If signs of acute systemic toxicity occur, local anesthetics should be discontinued immediately. Treatment should be directed at maintaining adequate ventilation, oxygenation, and circulation. If necessary, artificial ventilation should be provided. If convulsions do not spontaneously resolve within 15 to 20 seconds, administer 1 to 3 mg/kg sodium thiopental intravenously to facilitate ventilation, or administer 0.1 mg/kg diazepam intravenously (this agent acts much more slowly). Prolonged convulsions compromise the patient's breathing and oxygenation. Injection of muscle relaxants (e.g., suxamethonium 1 mg/kg) provides favorable conditions for ventilation and oxygenation, but requires experience in tracheal intubation and mechanical ventilation. In case of bradycardia, administer atropine.
In case of circulatory depression, intravenous infusions are performed, dobutamine and, if necessary, norepinephrine are administered (initially 5 μg/kg/min, increasing by 0.05 mg/kg/min every 10 min if necessary) with hemodynamic monitoring in more complex cases. A trial of ephedrine is also possible.
In case of circulatory arrest, pneumocardiac resuscitation measures should be initiated immediately.
It is important to maintain adequate oxygenation, respiration, and circulation while correcting acidosis.
In case of cardiac arrest, prolonged resuscitation measures may be necessary.
Adverse reactions
Adverse effects caused by the drug itself may be difficult to distinguish from the physiological effects of nerve blockade (e.g., decreased blood pressure, bradycardia), and from phenomena caused directly by the needle puncture (e.g., nerve damage).
Neurological damage is a rare but well-known consequence of regional, especially epidural and spinal anesthesia.

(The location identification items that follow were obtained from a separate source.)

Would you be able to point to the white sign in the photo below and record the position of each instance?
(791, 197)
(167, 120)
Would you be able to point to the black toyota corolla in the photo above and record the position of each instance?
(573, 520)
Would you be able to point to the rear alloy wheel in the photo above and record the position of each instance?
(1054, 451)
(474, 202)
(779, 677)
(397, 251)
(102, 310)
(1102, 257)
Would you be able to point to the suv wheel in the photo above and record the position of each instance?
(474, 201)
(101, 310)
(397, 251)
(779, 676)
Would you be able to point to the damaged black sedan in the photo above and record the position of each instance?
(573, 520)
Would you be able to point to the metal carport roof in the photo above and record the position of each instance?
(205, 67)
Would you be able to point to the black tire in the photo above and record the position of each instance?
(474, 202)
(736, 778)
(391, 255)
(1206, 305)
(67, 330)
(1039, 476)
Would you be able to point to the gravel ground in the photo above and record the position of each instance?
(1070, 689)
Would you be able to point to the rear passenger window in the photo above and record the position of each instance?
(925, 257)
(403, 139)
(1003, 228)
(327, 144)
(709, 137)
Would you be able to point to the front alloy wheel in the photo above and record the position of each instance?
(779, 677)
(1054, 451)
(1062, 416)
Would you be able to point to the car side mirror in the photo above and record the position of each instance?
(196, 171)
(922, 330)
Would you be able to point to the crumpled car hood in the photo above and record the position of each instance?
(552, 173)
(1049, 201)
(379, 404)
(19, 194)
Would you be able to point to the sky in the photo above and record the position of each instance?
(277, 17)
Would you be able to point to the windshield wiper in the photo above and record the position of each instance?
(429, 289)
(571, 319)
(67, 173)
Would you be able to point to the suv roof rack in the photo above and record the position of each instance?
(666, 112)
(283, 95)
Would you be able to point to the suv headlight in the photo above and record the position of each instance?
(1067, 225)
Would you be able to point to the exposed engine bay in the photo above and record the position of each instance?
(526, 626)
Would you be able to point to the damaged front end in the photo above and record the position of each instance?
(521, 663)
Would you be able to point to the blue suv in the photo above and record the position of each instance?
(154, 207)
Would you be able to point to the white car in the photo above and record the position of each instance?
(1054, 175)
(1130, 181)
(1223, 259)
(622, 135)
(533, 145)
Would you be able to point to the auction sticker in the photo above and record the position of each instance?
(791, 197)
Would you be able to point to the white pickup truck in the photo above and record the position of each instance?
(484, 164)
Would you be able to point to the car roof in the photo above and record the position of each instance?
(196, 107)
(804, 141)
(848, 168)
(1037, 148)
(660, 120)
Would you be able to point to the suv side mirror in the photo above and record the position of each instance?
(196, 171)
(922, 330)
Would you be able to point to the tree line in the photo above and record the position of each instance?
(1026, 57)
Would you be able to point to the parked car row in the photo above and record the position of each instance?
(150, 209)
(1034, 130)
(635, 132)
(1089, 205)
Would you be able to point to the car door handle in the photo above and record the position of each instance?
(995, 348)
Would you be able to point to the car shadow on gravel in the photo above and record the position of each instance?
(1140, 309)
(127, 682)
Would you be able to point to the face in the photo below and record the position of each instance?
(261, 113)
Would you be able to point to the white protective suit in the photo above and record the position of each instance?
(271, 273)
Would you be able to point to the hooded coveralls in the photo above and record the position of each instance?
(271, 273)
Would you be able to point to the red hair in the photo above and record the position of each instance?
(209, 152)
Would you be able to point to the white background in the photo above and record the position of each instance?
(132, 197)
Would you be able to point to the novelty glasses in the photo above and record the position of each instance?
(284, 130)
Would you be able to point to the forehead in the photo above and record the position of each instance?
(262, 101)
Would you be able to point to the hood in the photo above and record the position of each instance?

| Very common (≥ 1/10) | Gastrointestinal: nausea Cardiovascular disorders: hypotension |
| Common (≥ 1/100, < 1/10) | Cardiovascular disorders: bradycardia, hypertension Central nervous system: paresthesia, dizziness Gastrointestinal: vomiting From the genitourinary system: urinary retention |
| Uncommon (≥ 1/1000, < 1/100) | Central nervous system: symptoms of CNS toxicity (convulsions, perioral paresthesia, numbness of the tongue, hyperacusis, visual disturbances, loss of consciousness, tremor, mild dizziness, tinnitus, dysarthria) |
| Rare (≥ 1/10,000, < 1/1,000) | On the part of the immune system: allergic reactions, in the most severe cases - anaphylactic shock Central nervous system: neuropathy, peripheral nerve damage, arachnoiditis, paresis and paraplegia On the part of the organs of vision: double vision Cardiovascular disorders: cardiac arrest, cardiac arrhythmias Respiratory system: respiratory depression |
Expiration date
3 years.
Storage conditions
Store in the original packaging at a temperature not exceeding 25 °C.
Incompatibility
Alkalization may cause precipitation, as bupivacaine is poorly soluble at pH above 6.5.
Packaging
5 ml in an ampoule; 10 ampoules in a cardboard box;
5 ml in an ampoule; 5 ampoules in a blister; 2 blisters in a cardboard box.
Vacation category
According to the recipe.
Producer
Limited Liability Company "Kharkiv Pharmaceutical Enterprise "People's Health".
Location of the manufacturer and address of its place of business
Ukraine, 61002, Kharkiv region, Kharkiv city, Kulykivska street, building 41.